Nonresident Gamblers Take a Step Closer to Equality

July 9th, 2013 No comments

Compared to U.S. resident gamblers, nonresident gamblers have had it far worse: Gambling losses are not deductible at all unless connected to a trade or business. Also, games like poker and slots are subject to thirty-percent withholding on a per-bet basis, as opposed to a per-session basis.

Until today, that is.

The District of Columbia Court of Appeals has ruled in Park v. Commissioner that a nonresident gambler may calculate gambling winnings or losses on a per-session basis.

To elucidate the practical significance of this holding, the court explained the tax outcomes when applying each method:

Consider two people. The first, a U.S. citizen, walks into a casino and sits down to play slots. The player first wins $100 but then loses the $100 before leaving the casino for the night. In that hypothetical, the U.S. citizen would have $0 in income to report because the IRS interprets the applicable provision of the Tax Code to cover only gains measured over a session of gambling.

The second person, a non-resident alien, also wins $100 and then loses $100. The non-resident alien is in the same financial situation as our U.S. friend. But according to the IRS, the non-resident alien has $100 in income to report (the $100 he won in the initial bet) because the IRS interprets the applicable provision to require non-resident aliens to pay taxes on gains from each bet.

Section 165(d) of the Internal Revenue Code states that a U.S. resident taxpayer may deduct losses from wagering transactions only to the extent of gains from such transactions. Section 871(a)(1)(A) requires nonresident taxpayers to include in income, among other things, “gains” received from sources in the United States.

The IRS has held the view that “gains” under 165(d) may be calculated over a series of separate plays or wagers. The IRS demonstrated some common sense when stating in 2008 that “fluctuating wins and losses left in play are not accessions to wealth until the taxpayer redeems her tokens and can definitively calculate” the amount realized.

The IRS demonstrated an equivalent lack of common sense interpreting “gains” under section 871 to mean a per-bet approach for gambling. In Park, the IRS argued that because losses aren’t deductible, then all winning bets are taxable.

This logic is backwards: We need to figure out how to calculate winnings and losses first, the court noted.

The taxpayer, Sang Park, played the slot machines. A lot. His case has been remanded to the U.S. Tax Court for the parties to calculate his proper tax liability.

For a summary of the U.S. Tax Court’s opinion that was reversed in part by the D.C. Court of Appeals, check out this post from Russ Fox. If Park’s gambling records are as poor as the Tax Court opinion indicates, he may not fare any better on remand.

Are there any other significant implications from the appellate court’s holding?

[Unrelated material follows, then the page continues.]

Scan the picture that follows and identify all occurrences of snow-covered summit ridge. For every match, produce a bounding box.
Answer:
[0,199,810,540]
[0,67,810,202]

In general, payers of gambling winnings to nonresidents are required to withhold 30% of the winnings and issue the payee a Form 1042-S (exception: proceeds from a wager placed in blackjack, baccarat, craps, roulette, or big-6 wheel are not amounts subject to reporting).

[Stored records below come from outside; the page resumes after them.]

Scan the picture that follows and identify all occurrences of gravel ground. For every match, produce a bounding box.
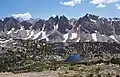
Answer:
[0,71,58,77]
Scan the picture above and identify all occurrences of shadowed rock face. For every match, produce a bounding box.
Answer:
[32,19,44,30]
[0,14,120,43]
[3,17,20,31]
[0,20,4,31]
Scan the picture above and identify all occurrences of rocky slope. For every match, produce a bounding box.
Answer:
[0,14,120,44]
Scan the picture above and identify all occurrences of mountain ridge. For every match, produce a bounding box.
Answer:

Based on the IRS position in Park, theoretically U.S. casino operators should have been withholding (if appropriate) 30% on any winning bet subject to 1042-S reporting (such as slot machines and poker). As the decision notes, this reporting does not necessarily economically reflect the player’s gains from gambling per session.

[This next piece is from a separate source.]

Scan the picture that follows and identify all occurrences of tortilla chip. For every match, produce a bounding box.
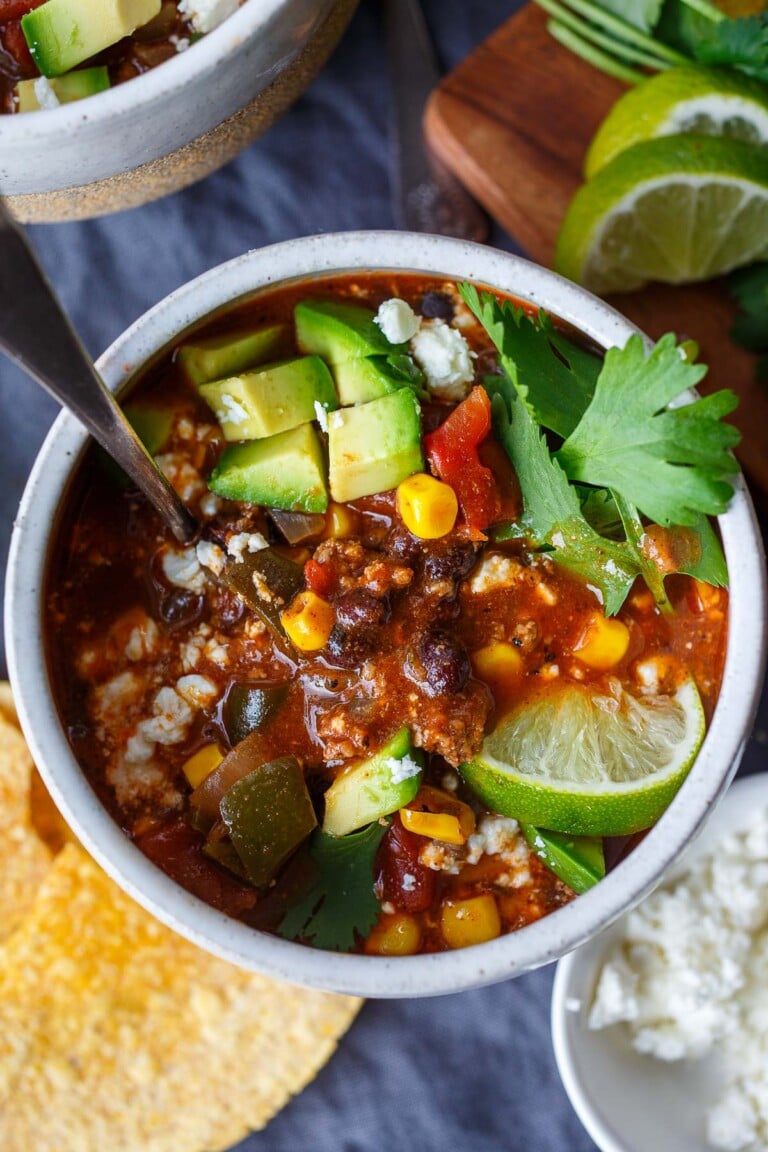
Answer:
[0,715,53,941]
[0,844,360,1152]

Park essentially requires U.S. casino operators to make the Form 1042-S reporting and withholding determinations for slot machine play when the nonresident player seeks to cash out tokens or redeem a ticket.

Although this is how U.S. casino operators are also supposed to approach reporting and withholding determinations for slot machine play by U.S. residents, I believe there is inconsistent application of this rule. I’ve heard casinos issuing Form W-2Gs to U.S. residents when their slot machine pull results in a win exceeding $1,200. If a casino has been issuing W-2Gs on a per-bet basis in some situations now, I question whether Park would impact its approach for either U.S. residents or nonresidents.

Unfortunately, the decision does not attempt to further define what a gaming “session” means beyond slot machine play. There is little court precedent for what a gambling “session” is for other games, such as poker. In any event, since this case was about slot machine play, such interpretation would likely be considered dicta.

Nevertheless, the case is a victory for nonresident gamblers. Their treatment just became a bit more similar to resident gamblers for tax purposes.

Case: Park v. Commissioner, No. 12-1058 (D.C. Ct. App. 2013).